Physical characteristics
- • location: Železnec
- • location: Vardar
- • coordinates: 41°33′18″N 21°58′49″E﻿ / ﻿41.55500°N 21.98028°E
- Length: 207 km (129 mi)

Basin features
- Progression: Vardar→ Aegean Sea

= Crna River (Vardar) =

The Crna River (Macedonian: Црна Река ;"Black River"), also known in English as Cherna (Черна), (Note: The river is known in English also as the Cherna. English name derived from the "Battle of the Cherna River bend" during WWI; Битка при завоя на Черна.) is a river in North Macedonia. It is a right tributary of the Vardar River. It runs through much of the south and west of the country. Its source is in the mountains on the western part of North Macedonia, northwest of Demir Hisar.

It enters the Pelagonia valley at the village of Buchin and then flows through the village Sopotnica, and southwards through the plains east of Bitola. At Brod (Novaci Municipality) it turns northeast. It leaves the Pelagonia valley at the Staravina village and goes in the biggest canyon in North Macedonia, the Skočivir valley and flows into the Vardar River between Rosoman and Gradsko.

Thus, the river makes a bend of almost 180 degrees east of Bitola.
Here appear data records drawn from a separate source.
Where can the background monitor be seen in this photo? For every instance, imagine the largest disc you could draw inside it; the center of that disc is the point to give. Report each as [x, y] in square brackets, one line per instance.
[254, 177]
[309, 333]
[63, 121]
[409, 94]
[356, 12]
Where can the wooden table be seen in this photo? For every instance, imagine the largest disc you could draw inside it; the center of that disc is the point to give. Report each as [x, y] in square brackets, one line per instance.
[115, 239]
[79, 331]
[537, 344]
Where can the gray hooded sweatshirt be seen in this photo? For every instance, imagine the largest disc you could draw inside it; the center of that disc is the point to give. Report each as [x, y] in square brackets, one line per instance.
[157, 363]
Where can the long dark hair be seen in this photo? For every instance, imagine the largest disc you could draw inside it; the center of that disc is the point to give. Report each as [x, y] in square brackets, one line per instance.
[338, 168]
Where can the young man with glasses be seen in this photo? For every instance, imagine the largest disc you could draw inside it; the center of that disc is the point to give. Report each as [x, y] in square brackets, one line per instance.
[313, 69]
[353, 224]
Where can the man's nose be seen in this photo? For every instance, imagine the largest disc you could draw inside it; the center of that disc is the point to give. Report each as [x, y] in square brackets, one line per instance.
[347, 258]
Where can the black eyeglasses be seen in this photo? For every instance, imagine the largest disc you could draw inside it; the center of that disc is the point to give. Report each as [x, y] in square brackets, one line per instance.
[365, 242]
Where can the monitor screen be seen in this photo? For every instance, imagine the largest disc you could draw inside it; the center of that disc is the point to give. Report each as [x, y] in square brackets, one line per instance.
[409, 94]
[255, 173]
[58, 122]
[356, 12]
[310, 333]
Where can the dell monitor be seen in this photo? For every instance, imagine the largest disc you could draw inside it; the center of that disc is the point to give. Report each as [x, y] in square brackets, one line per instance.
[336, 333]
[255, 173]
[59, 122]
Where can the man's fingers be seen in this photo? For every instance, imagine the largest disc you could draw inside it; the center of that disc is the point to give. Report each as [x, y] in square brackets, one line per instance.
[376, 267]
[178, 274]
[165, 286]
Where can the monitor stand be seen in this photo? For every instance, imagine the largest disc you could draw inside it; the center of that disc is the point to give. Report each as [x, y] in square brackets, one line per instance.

This bend was part of the Macedonian front in World War I. It was known to the allied forces as the Cerna Bend or Cerna Loop, and two major battles were fought here: the Battle of the Crna Bend (1916) and the Battle of the Crna Bend (1917).

The name Crna Reka means "Black River" in Macedonian, a translation of its earlier Thracian name, Erigon (Ἐριγών), meaning "black", akin to Greek érebos, "darkness"; Armenian erek, "evening"; Old Norse røkkr, "darkness"; Gothic riqis, "darkness"; Sanskrit rájas, "night"; and Tocharian B orkamo, "dark".

The Erigon River is mentioned by Arrian in the Anabasis of Alexander, Livy in the History of Rome Strabo in the Geographica, Athenaeus in the Deipnosophistae.

The Roman provincial capital of Stobi sat at the intersection of the Vardar and the Crna.